訳アリママですが、敏腕パイロットに息子ごと深愛を注がれています。


 芽衣は少し考える仕草をしてから答えた。


「六条財閥の令嬢って言ったら、六条有紗(ありさ)副社長のことかしら」
「ふ、副社長?」
「ええ、RALの副社長ですごい方よ。有紗副社長が就任してから産休育休制度の見直しとか、女性の管理職を多く採用したりとか労働環境の見直しを積極的に行っているの」


 それまで主任止まりだった西田を部長に抜擢したのも有紗だという。
 社員一人一人の働きぶりを評価してくれるそうで、多くの社員から支持されているらしい。

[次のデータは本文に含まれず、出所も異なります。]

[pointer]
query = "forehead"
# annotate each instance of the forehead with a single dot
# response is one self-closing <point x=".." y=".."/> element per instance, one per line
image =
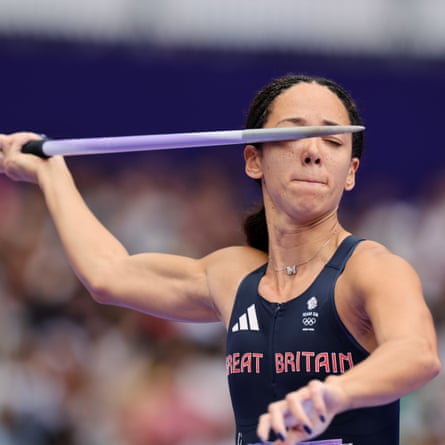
<point x="311" y="102"/>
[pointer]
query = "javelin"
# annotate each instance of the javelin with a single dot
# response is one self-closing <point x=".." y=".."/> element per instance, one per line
<point x="122" y="144"/>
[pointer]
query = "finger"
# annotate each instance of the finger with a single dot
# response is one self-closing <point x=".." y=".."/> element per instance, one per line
<point x="263" y="427"/>
<point x="316" y="389"/>
<point x="299" y="405"/>
<point x="20" y="139"/>
<point x="277" y="412"/>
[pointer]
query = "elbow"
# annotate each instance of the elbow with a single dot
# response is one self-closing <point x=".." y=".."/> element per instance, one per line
<point x="435" y="366"/>
<point x="99" y="289"/>
<point x="431" y="364"/>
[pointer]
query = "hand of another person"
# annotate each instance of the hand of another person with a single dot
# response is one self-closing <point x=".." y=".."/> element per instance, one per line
<point x="303" y="414"/>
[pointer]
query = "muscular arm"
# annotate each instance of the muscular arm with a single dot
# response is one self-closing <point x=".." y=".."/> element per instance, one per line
<point x="405" y="356"/>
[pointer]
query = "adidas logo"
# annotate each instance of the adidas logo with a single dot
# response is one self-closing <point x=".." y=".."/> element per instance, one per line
<point x="247" y="321"/>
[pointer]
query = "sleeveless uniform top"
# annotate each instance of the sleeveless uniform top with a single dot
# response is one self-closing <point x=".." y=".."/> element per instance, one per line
<point x="276" y="348"/>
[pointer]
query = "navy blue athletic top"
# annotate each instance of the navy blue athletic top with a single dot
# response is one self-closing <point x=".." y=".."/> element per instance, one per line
<point x="276" y="348"/>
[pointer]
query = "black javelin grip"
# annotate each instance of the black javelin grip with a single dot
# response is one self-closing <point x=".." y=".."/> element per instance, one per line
<point x="47" y="148"/>
<point x="35" y="148"/>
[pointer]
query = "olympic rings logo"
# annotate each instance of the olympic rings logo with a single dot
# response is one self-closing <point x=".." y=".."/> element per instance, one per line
<point x="309" y="321"/>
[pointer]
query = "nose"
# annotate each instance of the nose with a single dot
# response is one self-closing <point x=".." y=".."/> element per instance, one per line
<point x="310" y="153"/>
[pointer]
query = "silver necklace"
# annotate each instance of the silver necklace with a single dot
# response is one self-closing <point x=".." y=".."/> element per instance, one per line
<point x="292" y="268"/>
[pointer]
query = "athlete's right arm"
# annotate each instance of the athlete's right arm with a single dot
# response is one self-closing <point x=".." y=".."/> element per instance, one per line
<point x="163" y="285"/>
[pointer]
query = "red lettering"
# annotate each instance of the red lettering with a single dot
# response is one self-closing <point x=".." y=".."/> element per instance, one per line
<point x="297" y="361"/>
<point x="334" y="362"/>
<point x="322" y="361"/>
<point x="345" y="358"/>
<point x="257" y="356"/>
<point x="279" y="363"/>
<point x="289" y="361"/>
<point x="308" y="356"/>
<point x="235" y="363"/>
<point x="246" y="362"/>
<point x="229" y="364"/>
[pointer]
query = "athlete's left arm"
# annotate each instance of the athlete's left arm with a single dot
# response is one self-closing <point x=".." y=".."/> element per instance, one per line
<point x="405" y="357"/>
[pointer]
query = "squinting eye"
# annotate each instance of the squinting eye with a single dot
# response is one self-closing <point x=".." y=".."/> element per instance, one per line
<point x="335" y="142"/>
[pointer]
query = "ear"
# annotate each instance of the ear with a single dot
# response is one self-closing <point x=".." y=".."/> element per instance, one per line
<point x="252" y="158"/>
<point x="350" y="178"/>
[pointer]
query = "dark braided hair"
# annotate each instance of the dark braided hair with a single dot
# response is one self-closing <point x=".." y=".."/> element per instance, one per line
<point x="255" y="226"/>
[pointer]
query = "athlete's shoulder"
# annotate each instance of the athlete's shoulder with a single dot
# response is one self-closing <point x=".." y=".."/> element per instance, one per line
<point x="372" y="260"/>
<point x="240" y="257"/>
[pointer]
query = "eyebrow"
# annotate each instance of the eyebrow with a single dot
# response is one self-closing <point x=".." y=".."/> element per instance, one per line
<point x="302" y="121"/>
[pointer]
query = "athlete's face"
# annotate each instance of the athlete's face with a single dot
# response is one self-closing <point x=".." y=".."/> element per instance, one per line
<point x="306" y="176"/>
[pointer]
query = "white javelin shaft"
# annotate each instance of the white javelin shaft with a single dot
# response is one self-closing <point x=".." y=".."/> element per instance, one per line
<point x="85" y="146"/>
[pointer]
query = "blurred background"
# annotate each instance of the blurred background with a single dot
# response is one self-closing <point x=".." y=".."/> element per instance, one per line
<point x="76" y="373"/>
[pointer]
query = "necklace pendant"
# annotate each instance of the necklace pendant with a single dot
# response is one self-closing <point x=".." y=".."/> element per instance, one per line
<point x="291" y="270"/>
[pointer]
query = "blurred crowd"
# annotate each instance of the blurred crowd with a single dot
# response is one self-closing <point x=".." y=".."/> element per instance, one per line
<point x="73" y="372"/>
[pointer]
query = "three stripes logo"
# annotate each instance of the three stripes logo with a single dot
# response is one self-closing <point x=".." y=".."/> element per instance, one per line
<point x="247" y="321"/>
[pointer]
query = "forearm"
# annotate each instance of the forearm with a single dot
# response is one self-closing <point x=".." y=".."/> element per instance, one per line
<point x="393" y="370"/>
<point x="88" y="244"/>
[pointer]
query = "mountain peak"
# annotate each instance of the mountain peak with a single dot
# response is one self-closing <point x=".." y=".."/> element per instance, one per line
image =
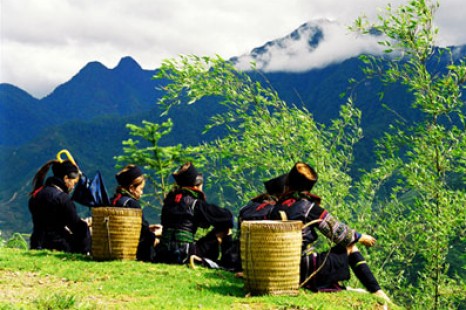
<point x="314" y="44"/>
<point x="128" y="64"/>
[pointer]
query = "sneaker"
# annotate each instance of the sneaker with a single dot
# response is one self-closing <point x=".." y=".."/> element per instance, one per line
<point x="382" y="294"/>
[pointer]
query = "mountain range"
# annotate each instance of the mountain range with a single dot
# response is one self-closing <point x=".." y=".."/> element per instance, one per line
<point x="87" y="114"/>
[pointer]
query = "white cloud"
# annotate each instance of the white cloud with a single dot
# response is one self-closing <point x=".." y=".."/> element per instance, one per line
<point x="44" y="43"/>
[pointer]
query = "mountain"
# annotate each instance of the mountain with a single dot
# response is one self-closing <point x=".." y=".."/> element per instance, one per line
<point x="88" y="113"/>
<point x="21" y="116"/>
<point x="93" y="92"/>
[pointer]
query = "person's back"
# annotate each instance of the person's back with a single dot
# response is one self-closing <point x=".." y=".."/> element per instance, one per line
<point x="56" y="224"/>
<point x="131" y="183"/>
<point x="323" y="271"/>
<point x="260" y="207"/>
<point x="185" y="209"/>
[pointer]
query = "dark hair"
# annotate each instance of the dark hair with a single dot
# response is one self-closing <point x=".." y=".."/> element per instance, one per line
<point x="60" y="169"/>
<point x="301" y="177"/>
<point x="130" y="175"/>
<point x="276" y="186"/>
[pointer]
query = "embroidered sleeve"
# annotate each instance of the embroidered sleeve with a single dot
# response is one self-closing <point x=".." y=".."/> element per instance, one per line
<point x="337" y="231"/>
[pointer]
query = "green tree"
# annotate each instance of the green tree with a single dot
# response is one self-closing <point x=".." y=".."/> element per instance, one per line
<point x="264" y="135"/>
<point x="420" y="164"/>
<point x="159" y="161"/>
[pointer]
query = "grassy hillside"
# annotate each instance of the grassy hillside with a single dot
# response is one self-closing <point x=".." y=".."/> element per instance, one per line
<point x="54" y="280"/>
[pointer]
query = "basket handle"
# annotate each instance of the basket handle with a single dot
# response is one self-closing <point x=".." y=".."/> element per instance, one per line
<point x="106" y="223"/>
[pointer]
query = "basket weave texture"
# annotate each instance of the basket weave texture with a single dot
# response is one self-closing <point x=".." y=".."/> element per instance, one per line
<point x="271" y="255"/>
<point x="115" y="233"/>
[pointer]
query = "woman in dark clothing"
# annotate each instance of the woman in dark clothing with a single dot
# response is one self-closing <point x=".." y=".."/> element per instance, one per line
<point x="56" y="224"/>
<point x="130" y="189"/>
<point x="185" y="209"/>
<point x="326" y="269"/>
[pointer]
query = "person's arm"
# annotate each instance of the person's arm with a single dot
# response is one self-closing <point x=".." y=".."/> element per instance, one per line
<point x="206" y="215"/>
<point x="331" y="227"/>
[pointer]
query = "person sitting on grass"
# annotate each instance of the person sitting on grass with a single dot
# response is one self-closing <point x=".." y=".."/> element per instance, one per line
<point x="56" y="223"/>
<point x="184" y="210"/>
<point x="130" y="188"/>
<point x="323" y="271"/>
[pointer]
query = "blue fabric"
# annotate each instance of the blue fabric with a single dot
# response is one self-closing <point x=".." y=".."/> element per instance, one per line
<point x="91" y="192"/>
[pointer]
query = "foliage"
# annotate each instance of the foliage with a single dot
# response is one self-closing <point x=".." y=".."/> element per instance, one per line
<point x="158" y="161"/>
<point x="418" y="161"/>
<point x="264" y="135"/>
<point x="17" y="241"/>
<point x="57" y="280"/>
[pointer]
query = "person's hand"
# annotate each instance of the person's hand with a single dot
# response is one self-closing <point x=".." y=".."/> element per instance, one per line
<point x="367" y="240"/>
<point x="156" y="229"/>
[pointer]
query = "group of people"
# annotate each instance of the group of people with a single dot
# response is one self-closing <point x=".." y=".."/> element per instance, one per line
<point x="57" y="226"/>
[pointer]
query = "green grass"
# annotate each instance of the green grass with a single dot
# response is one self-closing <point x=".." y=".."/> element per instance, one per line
<point x="55" y="280"/>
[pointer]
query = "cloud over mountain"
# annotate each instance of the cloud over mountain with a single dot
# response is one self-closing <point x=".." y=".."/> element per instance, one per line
<point x="315" y="44"/>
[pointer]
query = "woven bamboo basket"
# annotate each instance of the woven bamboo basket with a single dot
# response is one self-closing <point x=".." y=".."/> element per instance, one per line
<point x="115" y="233"/>
<point x="271" y="255"/>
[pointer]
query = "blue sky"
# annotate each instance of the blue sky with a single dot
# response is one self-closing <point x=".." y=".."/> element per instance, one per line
<point x="45" y="43"/>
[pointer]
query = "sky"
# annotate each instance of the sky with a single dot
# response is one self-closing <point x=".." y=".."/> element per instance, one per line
<point x="44" y="43"/>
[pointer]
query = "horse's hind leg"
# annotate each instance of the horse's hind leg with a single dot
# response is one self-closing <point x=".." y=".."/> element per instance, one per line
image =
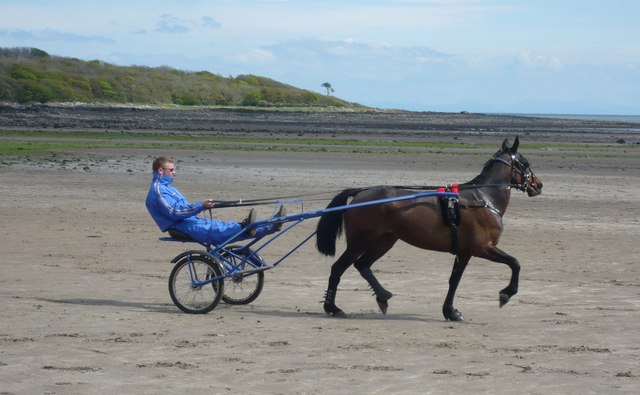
<point x="364" y="263"/>
<point x="449" y="312"/>
<point x="337" y="270"/>
<point x="497" y="255"/>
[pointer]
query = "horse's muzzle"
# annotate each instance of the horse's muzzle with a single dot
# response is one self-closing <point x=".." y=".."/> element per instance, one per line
<point x="535" y="186"/>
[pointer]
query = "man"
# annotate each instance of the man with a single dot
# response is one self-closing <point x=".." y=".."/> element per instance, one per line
<point x="172" y="212"/>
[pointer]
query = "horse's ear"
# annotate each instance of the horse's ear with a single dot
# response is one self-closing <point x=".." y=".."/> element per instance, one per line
<point x="516" y="143"/>
<point x="505" y="145"/>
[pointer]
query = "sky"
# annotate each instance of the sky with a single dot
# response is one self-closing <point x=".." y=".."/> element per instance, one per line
<point x="498" y="56"/>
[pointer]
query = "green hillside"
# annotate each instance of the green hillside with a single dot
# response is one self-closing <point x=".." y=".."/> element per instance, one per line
<point x="30" y="75"/>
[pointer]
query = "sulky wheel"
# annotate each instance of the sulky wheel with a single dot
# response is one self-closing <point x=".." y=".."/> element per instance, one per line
<point x="195" y="299"/>
<point x="243" y="289"/>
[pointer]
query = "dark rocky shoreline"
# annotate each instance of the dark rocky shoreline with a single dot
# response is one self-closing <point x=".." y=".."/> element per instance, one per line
<point x="379" y="124"/>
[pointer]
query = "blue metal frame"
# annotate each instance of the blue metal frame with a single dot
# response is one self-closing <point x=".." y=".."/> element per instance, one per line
<point x="230" y="269"/>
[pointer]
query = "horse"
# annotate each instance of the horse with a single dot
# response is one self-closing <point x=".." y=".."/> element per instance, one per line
<point x="372" y="230"/>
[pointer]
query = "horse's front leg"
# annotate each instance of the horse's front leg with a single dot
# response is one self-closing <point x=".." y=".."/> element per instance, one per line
<point x="497" y="255"/>
<point x="449" y="312"/>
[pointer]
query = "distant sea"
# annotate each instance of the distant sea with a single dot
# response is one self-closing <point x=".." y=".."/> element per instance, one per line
<point x="587" y="117"/>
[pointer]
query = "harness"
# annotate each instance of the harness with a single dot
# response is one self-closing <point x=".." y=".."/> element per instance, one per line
<point x="450" y="206"/>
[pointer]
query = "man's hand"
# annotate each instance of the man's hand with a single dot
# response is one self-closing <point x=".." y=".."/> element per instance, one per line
<point x="208" y="203"/>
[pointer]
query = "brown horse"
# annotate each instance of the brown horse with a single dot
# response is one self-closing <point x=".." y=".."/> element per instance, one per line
<point x="474" y="230"/>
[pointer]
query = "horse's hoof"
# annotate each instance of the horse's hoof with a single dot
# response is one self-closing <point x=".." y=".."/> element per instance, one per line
<point x="384" y="295"/>
<point x="454" y="315"/>
<point x="504" y="299"/>
<point x="382" y="303"/>
<point x="339" y="314"/>
<point x="334" y="311"/>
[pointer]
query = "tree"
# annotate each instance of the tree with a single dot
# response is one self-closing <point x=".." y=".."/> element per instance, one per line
<point x="328" y="87"/>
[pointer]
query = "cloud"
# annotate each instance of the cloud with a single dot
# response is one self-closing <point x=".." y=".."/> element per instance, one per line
<point x="207" y="21"/>
<point x="173" y="25"/>
<point x="352" y="55"/>
<point x="531" y="59"/>
<point x="51" y="35"/>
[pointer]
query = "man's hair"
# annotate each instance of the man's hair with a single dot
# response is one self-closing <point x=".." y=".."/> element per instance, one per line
<point x="159" y="161"/>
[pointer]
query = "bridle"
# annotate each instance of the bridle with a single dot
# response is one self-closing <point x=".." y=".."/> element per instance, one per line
<point x="520" y="166"/>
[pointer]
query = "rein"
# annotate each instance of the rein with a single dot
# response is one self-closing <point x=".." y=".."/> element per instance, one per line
<point x="515" y="165"/>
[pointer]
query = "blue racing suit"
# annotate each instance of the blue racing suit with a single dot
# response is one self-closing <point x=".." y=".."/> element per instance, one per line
<point x="170" y="210"/>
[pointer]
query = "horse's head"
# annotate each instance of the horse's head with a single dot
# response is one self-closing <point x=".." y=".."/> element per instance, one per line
<point x="522" y="176"/>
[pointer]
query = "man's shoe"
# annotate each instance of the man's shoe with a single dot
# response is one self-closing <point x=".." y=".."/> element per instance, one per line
<point x="282" y="212"/>
<point x="251" y="218"/>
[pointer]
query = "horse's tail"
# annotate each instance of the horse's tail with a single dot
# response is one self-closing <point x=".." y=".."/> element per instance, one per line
<point x="330" y="224"/>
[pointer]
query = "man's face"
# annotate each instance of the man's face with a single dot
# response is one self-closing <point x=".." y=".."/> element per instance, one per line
<point x="167" y="169"/>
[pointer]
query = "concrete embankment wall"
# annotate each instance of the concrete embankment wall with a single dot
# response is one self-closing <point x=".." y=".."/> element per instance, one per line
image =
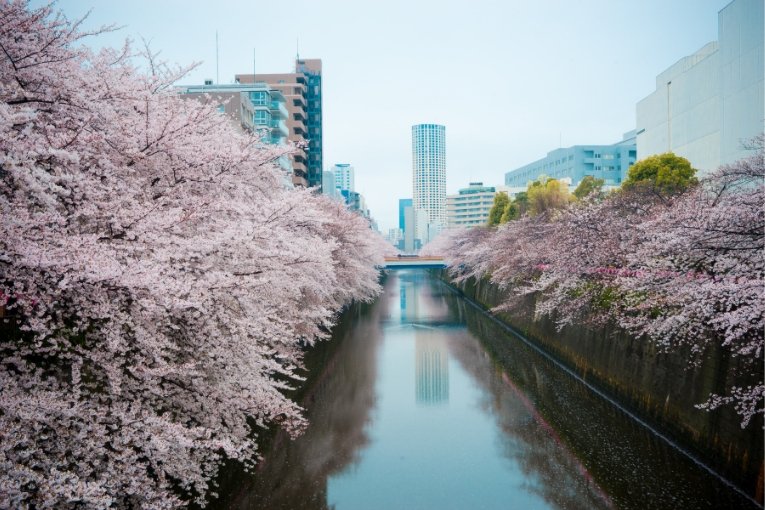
<point x="659" y="387"/>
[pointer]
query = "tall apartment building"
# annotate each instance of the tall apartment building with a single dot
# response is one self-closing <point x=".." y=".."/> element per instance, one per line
<point x="470" y="206"/>
<point x="607" y="162"/>
<point x="303" y="93"/>
<point x="708" y="103"/>
<point x="429" y="174"/>
<point x="255" y="108"/>
<point x="345" y="178"/>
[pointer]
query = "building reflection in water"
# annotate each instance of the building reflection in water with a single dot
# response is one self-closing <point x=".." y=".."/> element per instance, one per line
<point x="431" y="369"/>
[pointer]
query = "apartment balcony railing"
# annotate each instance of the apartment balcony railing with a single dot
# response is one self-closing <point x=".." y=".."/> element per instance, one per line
<point x="278" y="109"/>
<point x="279" y="126"/>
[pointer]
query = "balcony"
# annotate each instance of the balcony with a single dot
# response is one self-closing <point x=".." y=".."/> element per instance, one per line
<point x="278" y="109"/>
<point x="298" y="101"/>
<point x="299" y="167"/>
<point x="299" y="127"/>
<point x="279" y="126"/>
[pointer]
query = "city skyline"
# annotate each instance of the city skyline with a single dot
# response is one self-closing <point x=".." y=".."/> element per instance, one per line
<point x="543" y="79"/>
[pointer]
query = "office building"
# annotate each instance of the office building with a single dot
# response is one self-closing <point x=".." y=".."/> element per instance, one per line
<point x="328" y="186"/>
<point x="707" y="105"/>
<point x="303" y="93"/>
<point x="403" y="203"/>
<point x="470" y="206"/>
<point x="344" y="177"/>
<point x="607" y="162"/>
<point x="429" y="175"/>
<point x="254" y="108"/>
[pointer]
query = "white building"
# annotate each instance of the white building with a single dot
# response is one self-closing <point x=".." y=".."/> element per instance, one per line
<point x="429" y="172"/>
<point x="709" y="103"/>
<point x="345" y="178"/>
<point x="470" y="206"/>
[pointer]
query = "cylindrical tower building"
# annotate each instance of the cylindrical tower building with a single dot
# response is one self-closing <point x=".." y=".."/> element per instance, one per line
<point x="429" y="172"/>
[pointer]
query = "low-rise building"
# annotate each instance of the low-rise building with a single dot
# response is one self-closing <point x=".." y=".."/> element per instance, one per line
<point x="607" y="162"/>
<point x="707" y="105"/>
<point x="254" y="108"/>
<point x="470" y="206"/>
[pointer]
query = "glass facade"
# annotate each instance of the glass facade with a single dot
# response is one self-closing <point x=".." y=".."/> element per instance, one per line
<point x="429" y="172"/>
<point x="607" y="162"/>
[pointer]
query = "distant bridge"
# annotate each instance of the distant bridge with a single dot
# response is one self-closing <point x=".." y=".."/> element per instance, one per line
<point x="413" y="261"/>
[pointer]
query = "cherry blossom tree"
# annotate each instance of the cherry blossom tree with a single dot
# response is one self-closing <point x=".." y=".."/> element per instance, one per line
<point x="681" y="268"/>
<point x="158" y="281"/>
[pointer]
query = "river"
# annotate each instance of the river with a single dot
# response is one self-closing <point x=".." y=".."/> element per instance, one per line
<point x="421" y="401"/>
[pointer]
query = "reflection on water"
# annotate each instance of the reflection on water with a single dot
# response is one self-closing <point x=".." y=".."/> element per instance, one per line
<point x="492" y="425"/>
<point x="432" y="369"/>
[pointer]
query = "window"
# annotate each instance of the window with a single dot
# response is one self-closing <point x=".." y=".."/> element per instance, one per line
<point x="259" y="98"/>
<point x="262" y="117"/>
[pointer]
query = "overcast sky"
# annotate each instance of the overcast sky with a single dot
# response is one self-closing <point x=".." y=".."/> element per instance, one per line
<point x="510" y="80"/>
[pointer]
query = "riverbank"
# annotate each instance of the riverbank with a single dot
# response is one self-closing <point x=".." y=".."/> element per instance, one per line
<point x="659" y="388"/>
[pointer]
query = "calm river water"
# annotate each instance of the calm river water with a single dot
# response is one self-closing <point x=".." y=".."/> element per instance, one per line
<point x="421" y="401"/>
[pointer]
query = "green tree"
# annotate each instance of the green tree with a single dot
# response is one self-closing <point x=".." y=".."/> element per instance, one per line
<point x="546" y="195"/>
<point x="589" y="185"/>
<point x="521" y="202"/>
<point x="501" y="200"/>
<point x="665" y="174"/>
<point x="510" y="213"/>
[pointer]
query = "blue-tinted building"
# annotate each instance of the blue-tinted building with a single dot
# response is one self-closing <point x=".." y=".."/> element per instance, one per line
<point x="403" y="203"/>
<point x="607" y="162"/>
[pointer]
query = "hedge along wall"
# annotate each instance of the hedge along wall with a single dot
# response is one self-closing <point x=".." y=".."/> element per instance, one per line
<point x="660" y="387"/>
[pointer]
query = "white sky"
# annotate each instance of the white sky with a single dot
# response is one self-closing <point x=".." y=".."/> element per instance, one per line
<point x="508" y="79"/>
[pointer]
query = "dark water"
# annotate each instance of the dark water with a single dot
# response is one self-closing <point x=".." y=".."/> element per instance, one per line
<point x="422" y="402"/>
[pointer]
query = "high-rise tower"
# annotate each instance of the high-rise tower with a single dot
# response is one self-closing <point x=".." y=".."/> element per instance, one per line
<point x="429" y="174"/>
<point x="303" y="93"/>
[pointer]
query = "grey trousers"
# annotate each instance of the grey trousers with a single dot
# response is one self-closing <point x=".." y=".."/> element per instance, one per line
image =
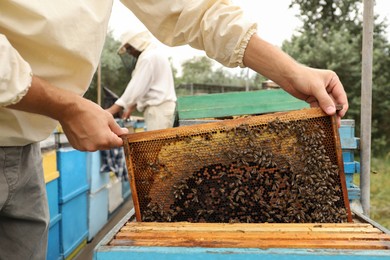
<point x="24" y="212"/>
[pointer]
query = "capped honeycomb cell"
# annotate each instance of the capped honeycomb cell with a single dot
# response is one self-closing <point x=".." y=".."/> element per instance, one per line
<point x="283" y="167"/>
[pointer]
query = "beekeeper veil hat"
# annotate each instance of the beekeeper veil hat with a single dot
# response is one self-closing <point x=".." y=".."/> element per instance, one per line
<point x="140" y="39"/>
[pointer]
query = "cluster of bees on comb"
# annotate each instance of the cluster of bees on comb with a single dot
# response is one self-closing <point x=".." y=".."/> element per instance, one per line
<point x="278" y="172"/>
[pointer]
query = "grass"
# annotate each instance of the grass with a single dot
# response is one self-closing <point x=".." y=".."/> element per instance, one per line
<point x="380" y="190"/>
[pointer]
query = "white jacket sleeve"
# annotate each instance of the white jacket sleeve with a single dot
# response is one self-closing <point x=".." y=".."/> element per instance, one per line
<point x="215" y="26"/>
<point x="15" y="74"/>
<point x="138" y="85"/>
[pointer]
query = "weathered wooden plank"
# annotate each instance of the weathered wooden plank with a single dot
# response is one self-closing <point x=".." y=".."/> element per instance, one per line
<point x="255" y="243"/>
<point x="250" y="227"/>
<point x="252" y="235"/>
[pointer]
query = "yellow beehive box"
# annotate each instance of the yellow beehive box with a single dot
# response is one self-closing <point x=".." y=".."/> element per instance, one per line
<point x="49" y="162"/>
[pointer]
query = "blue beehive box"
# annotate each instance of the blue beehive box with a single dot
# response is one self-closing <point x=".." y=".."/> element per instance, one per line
<point x="74" y="226"/>
<point x="349" y="144"/>
<point x="53" y="246"/>
<point x="97" y="211"/>
<point x="72" y="165"/>
<point x="96" y="178"/>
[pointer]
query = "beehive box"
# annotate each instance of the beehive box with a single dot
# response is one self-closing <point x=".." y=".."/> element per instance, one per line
<point x="279" y="168"/>
<point x="361" y="239"/>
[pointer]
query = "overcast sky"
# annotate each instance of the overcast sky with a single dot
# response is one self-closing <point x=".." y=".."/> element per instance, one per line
<point x="276" y="22"/>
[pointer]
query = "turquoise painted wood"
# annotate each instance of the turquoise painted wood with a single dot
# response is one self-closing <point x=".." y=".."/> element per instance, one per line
<point x="236" y="103"/>
<point x="105" y="252"/>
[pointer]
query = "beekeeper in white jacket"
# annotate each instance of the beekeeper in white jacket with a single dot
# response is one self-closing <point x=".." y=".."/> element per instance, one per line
<point x="49" y="51"/>
<point x="151" y="89"/>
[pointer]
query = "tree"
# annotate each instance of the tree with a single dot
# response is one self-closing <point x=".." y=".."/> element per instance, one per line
<point x="331" y="37"/>
<point x="114" y="75"/>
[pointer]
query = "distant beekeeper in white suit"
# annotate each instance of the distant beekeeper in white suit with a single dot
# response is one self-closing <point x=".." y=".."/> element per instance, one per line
<point x="151" y="89"/>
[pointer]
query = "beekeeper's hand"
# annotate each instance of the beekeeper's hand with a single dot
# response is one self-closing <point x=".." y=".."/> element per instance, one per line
<point x="320" y="88"/>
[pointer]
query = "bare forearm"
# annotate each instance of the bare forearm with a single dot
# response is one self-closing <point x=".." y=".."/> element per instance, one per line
<point x="270" y="61"/>
<point x="319" y="87"/>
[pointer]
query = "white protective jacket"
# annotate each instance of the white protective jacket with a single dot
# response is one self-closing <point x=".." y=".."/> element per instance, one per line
<point x="61" y="42"/>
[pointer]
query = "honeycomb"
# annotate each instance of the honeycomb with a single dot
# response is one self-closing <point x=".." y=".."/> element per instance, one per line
<point x="283" y="167"/>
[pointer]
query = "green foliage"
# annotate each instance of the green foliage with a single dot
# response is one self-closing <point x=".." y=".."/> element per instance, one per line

「そういえば赤瀬キャプテンを引き抜いたのも有紗副社長って噂があったわね」
「そんなすごい方なの……」
「でも赤瀬キャプテンと有紗副社長が……って話、私は聞いたことないわね。まあ二人とも雲の上の人で関わりがないからだけど」
「そっか……」
「それにしても赤瀬キャプテンと言えど、陽鞠を弄ぶなんて絶対許せない!」
「いいの、私にとっては良い思い出だから」


 仮に本当に独身だったとしても、今更彼とどうなりたいなんて考えていない。
 思い出は美しいまま宝箱の中にしまっておきたかった。


「私は叶空がいてくれたら、それだけでいいの」
「陽鞠……」


 叶空が一緒なら他に何もいらない。
 三年前は意気地がなかったけれど、今はそんなことは言ってられない。

 叶空との幸せな日常と未来のために、前に進むしかなかった。